Perayaan Tahun Baru Islam 1 Muharram harus dimaknai mengingat kembali momen hijrah Rasulullah SAW dari Makkah ke Madinah. Hijrah dari jahiliyah menjadi Islami, dari kufur menjadi beriman, dari biadab menjadi beradab, dari maksiat menjadi taat, tanggalkan hukum jahiliyah dan terapkan Islam kaffah. Hijrah dengan makna seperti ini akan membawa perubahan yang berarti bagi umat, Islam pun akan menjadi rahmatan lil alamin.

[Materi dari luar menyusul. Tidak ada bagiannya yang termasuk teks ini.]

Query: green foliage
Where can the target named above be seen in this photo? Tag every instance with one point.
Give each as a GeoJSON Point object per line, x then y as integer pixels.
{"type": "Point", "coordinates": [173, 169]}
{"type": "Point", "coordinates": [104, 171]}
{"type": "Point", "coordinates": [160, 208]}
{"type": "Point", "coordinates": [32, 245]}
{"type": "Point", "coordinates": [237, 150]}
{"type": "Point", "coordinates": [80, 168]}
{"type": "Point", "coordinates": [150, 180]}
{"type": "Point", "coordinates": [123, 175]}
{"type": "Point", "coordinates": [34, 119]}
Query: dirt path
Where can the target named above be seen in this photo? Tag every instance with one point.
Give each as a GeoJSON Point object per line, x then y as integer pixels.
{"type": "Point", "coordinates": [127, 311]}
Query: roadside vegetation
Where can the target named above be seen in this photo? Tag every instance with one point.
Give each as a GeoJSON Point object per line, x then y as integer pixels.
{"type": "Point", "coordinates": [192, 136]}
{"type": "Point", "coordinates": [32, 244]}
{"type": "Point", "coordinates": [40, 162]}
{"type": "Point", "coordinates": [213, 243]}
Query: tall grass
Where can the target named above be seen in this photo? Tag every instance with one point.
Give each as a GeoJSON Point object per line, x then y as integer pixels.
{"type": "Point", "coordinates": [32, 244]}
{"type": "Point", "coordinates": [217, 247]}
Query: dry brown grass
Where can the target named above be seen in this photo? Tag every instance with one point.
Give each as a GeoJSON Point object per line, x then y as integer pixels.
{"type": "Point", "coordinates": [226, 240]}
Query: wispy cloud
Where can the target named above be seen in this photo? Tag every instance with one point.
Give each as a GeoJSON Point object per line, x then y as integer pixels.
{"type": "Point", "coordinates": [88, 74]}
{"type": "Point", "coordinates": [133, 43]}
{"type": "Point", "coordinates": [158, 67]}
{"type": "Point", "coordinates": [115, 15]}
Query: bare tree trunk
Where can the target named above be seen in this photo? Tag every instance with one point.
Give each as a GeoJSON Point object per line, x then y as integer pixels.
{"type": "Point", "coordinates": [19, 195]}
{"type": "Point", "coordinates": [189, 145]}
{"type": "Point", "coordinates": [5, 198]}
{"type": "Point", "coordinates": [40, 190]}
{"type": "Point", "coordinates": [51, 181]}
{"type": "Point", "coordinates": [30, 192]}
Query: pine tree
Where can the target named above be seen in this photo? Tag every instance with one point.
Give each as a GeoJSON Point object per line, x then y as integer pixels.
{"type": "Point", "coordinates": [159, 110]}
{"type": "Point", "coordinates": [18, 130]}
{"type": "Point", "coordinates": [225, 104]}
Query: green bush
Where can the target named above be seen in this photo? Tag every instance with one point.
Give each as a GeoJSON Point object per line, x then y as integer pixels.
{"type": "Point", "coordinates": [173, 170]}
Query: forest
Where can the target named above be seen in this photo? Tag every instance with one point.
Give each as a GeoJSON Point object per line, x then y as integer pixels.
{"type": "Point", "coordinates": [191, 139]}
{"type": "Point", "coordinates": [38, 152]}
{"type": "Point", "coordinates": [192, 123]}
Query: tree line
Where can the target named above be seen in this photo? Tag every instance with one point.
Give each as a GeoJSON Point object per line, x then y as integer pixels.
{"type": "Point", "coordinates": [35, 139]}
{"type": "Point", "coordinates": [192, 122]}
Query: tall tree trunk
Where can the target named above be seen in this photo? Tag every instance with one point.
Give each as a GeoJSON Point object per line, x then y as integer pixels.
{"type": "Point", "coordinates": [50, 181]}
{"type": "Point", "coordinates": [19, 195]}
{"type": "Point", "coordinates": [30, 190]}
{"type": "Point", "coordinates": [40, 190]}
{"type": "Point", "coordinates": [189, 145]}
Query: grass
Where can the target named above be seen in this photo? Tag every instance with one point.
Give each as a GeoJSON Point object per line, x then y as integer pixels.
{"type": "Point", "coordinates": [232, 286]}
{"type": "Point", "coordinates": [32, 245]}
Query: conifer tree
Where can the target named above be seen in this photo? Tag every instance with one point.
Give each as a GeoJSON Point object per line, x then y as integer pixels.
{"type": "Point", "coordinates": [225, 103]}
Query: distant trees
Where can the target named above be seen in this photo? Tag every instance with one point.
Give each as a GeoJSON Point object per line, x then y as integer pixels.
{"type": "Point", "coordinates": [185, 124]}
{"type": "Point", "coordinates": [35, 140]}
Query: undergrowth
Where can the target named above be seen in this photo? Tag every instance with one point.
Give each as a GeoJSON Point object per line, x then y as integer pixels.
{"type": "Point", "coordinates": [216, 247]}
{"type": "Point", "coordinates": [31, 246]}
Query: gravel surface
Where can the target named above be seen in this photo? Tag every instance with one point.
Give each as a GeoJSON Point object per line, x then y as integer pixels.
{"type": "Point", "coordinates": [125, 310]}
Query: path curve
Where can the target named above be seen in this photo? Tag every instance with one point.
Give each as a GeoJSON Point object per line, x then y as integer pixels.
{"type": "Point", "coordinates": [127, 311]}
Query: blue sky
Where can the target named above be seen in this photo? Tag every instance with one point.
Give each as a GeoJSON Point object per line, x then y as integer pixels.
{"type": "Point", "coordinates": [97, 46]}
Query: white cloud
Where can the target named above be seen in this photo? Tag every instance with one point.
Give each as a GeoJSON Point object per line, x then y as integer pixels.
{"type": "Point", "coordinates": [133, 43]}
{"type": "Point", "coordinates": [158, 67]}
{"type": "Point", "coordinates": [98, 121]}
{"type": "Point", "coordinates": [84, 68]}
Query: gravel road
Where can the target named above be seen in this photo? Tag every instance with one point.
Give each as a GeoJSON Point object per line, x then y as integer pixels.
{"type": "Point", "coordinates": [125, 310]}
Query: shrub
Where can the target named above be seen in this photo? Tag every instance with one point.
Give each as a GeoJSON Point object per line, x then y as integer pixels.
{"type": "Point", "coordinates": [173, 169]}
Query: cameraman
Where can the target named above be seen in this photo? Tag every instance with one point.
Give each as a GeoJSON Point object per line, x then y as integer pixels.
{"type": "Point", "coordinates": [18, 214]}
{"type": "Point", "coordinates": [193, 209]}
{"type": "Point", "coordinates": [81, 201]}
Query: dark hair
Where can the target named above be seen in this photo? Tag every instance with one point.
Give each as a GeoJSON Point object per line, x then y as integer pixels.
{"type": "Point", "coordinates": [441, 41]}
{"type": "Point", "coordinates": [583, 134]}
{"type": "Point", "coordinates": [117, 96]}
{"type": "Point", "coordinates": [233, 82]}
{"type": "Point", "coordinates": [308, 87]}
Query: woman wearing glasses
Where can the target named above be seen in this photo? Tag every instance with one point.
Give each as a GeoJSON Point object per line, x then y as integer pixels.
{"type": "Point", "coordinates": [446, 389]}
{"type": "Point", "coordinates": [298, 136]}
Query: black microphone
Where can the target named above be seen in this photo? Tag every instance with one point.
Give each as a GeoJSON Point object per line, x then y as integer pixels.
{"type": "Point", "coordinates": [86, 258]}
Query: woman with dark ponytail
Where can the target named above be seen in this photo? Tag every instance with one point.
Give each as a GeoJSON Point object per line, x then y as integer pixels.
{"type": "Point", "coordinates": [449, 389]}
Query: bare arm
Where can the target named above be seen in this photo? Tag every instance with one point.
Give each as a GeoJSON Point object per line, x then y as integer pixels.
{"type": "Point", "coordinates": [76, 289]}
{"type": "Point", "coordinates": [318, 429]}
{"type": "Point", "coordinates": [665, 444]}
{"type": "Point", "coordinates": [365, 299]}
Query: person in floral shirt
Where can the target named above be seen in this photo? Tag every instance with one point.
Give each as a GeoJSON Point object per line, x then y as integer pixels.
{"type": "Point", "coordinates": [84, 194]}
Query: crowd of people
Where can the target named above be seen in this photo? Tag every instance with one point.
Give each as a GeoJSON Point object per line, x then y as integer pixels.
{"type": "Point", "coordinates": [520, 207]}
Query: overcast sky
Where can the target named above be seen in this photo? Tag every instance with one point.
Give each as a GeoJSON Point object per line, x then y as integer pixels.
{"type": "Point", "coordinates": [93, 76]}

Namun, cukupkah hijrah hanya pada level individu dan komunitas? Hijrah pada tataran individu dan komunitas tak akan membawa perubahan yang berarti. Karena sekuat apapun individu/komunitas untuk berubah tidak akan berhasil jika sistem kehidupannya tidak mendukung. Menjadi taat sendiri akan di bully. Menjadi solihah sendiri akan diolok-olok. Menentang muamalah riba tak berdaya di tengah masifnya pinjol. Melawan arus moderasi dalam dunia pendidikan pun tak mampu karena bukan pengampu kebijakan. Mengkritisi mahalnya biaya kesehatan pun tak akan didengarkan. Perundungan yang mengakibatkan kematian tak mampu dicegah. Yang bisa dilakukan hanyalah melihat kedzaliman demi kedzaliman yang terpampang nyata di depan mata. Belum lagi drama korupsi para pejabat yang silih berganti. Jika demikian parah kondisi negeri ini, mampukah keshalihan individu membawa perubahan? Tentu jawabannya, tidak !
Sistem kehidupan hari ini menihilkan sebagian besar syariat Islam sehingga wajar jika masalah tak kunjung usai. Ibarat orang sakit yang dapat resep obat dari dokter, tapi obatnya tidak diminum hanya resep obatnya yang dibaca berulang-ulang. Bisa dipastikan penyakit tidak akan enyah dari pasien. Beginilah gambaran umat hari ini, syariat Islam yang termaktub dalam kitabullah dan Sunnah Rasulnya diabaikan. Syariat dari Allah SWT hanya sekedar sebagai pengetahuan tanpa aplikasi, maka kehidupan hari ini pun jauh dari rahmatan lil alamin.
Perubahan yang dibutuhkan adalah perubahan sistem kehidupan yang selama ini melenakan kaum muslimin. Sistem kehidupan yang mengabaikan dimensi ruhiyah sehingga umat terjebak dalam kungkungan kapitalisme liberal. Sistem inilah yang menyebabkan kerusakan pada semua aspek kehidupan. Mengubah sistem kehidupan yang sudah mengakar tentu membutuhkan kerja keras dan kerja jamaah, agar perubahan kehidupan ke arah yang lebih baik dapat tercapai .
Hijrah harus didasari pada evaluasi pada sistem politik dan kepemimpinan yang saat ini berjalan dan paham sistem pengganti yang menjamin kehidupan menuju kesempurnaan. Maka dibutuhkan perubahan di level keumatan agar sistem kehidupan sesuai rekomendasi Sang Pencipta kehidupan. Inilah makna hijrah yang hakiki, hijrah dari sistem kufur ke sistem Islam. Memformat ulang sistem kehidupan dibutuhkan andil individu, masyarakat dan negara untuk mewujudkannya. Kerjasama ketiga elemen inilah yang akan menghasilkan perubahan mendasar menuju kehidupan yang rahmatan lil alamin.
Muharram 1444H menjadi momentum hijrah untuk menyongsong peradaban gemilang yang dijanjikan oleh Rasul SAW. Sekecil apapun partisipasi kita dalam mewujudkan peradaban ini akan tercatat sebagai pahala di sisi Allah SWT, karena usaha kitalah yang dinilai sedangkan hasilnya Allah SWT yang menentukan.